Meno di niente, ecco quanto è dimagrita Camilla, da tutti chiamata Lilla. Secondo la pediatra Lilly deve perdere almeno 10 chili. Sì, lei la chiama Lilly come se volesse far dimagrire anche il nome perché meglio una magra y che una goffa a ma Lilla è il nomignolo che la nonna ha deciso per lei e che si sente calzare a pennello. E così, per il fine settimana, Lilla andrà dal padre a Roma (da quando i genitori si sono separati lo vede poco) e comincerà la dieta. Ecco, già il fatto di essere dal padre, a pochi passi da S. Maria in Trastevere, la rende felice. E pian piano, grazie anche alla musica e a Francesco, un compagno di studi di violino, a una sfida vinta e al riavvicinamento dei genitori, qualcosa si scioglie in Lilla che inizia a sentirsi più leggera, forte e agile ma non come se lo fosse diventata ma come se, essendolo sempre stata, lo scoprisse solo ora…
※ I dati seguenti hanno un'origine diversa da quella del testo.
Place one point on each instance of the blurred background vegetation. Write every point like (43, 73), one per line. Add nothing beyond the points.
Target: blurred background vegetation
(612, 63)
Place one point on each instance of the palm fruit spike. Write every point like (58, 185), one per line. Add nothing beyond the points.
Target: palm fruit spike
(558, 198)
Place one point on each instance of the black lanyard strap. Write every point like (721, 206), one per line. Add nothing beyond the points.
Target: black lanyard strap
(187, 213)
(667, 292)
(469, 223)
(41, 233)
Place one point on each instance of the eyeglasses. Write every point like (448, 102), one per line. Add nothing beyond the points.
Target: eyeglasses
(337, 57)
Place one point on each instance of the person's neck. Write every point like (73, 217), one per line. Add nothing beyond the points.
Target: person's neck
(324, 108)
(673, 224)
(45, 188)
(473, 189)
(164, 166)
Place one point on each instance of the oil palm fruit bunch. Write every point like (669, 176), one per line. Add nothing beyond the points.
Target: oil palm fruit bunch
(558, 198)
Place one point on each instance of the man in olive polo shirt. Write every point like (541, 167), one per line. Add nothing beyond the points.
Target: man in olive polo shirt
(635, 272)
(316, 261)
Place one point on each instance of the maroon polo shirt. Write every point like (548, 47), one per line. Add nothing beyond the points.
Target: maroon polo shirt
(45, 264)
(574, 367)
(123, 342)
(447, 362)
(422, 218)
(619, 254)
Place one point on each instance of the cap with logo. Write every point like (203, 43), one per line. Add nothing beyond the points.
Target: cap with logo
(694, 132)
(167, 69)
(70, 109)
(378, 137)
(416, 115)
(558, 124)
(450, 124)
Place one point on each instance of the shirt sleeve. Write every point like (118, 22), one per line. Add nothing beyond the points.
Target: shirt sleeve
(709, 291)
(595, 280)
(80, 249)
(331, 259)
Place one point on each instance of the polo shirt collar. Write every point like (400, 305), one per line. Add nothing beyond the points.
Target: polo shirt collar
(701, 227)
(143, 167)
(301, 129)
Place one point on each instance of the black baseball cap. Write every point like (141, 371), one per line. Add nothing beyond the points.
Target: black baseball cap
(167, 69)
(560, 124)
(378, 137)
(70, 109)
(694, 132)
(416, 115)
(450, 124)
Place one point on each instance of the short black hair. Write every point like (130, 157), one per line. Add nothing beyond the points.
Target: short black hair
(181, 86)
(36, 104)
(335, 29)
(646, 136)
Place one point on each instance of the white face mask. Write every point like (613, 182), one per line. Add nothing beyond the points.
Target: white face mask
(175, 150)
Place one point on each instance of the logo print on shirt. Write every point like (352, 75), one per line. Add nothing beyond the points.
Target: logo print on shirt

Lilla è una bambina come tante e una bambina come nessuna. Alle prese con i dubbi e le fatiche ma anche le gioie e le scoperte del crescere che tutti abbiamo vissuto ma ciascuno a suo modo. Con un corpo che cambia, con sentimenti mai provati prima o che ci sono familiari ma non con quell’intensità e con quelle sfumature con cui ora fanno capolino e che non si sa bene come gestire. “Mi sento prigioniera in un bozzolo di seta” dice Lilla. Chi non ci si è sentito? Ma poi il bozzolo si schiude e non c’è più meno di niente ma “più di prima, più di tutto”. Questo schiudersi Assunta Marrone lo racconta con tutta la delicatezza e la partecipazione di chi, professoressa e dirigente scolastico di lungo corso, ne è stata più volte testimone.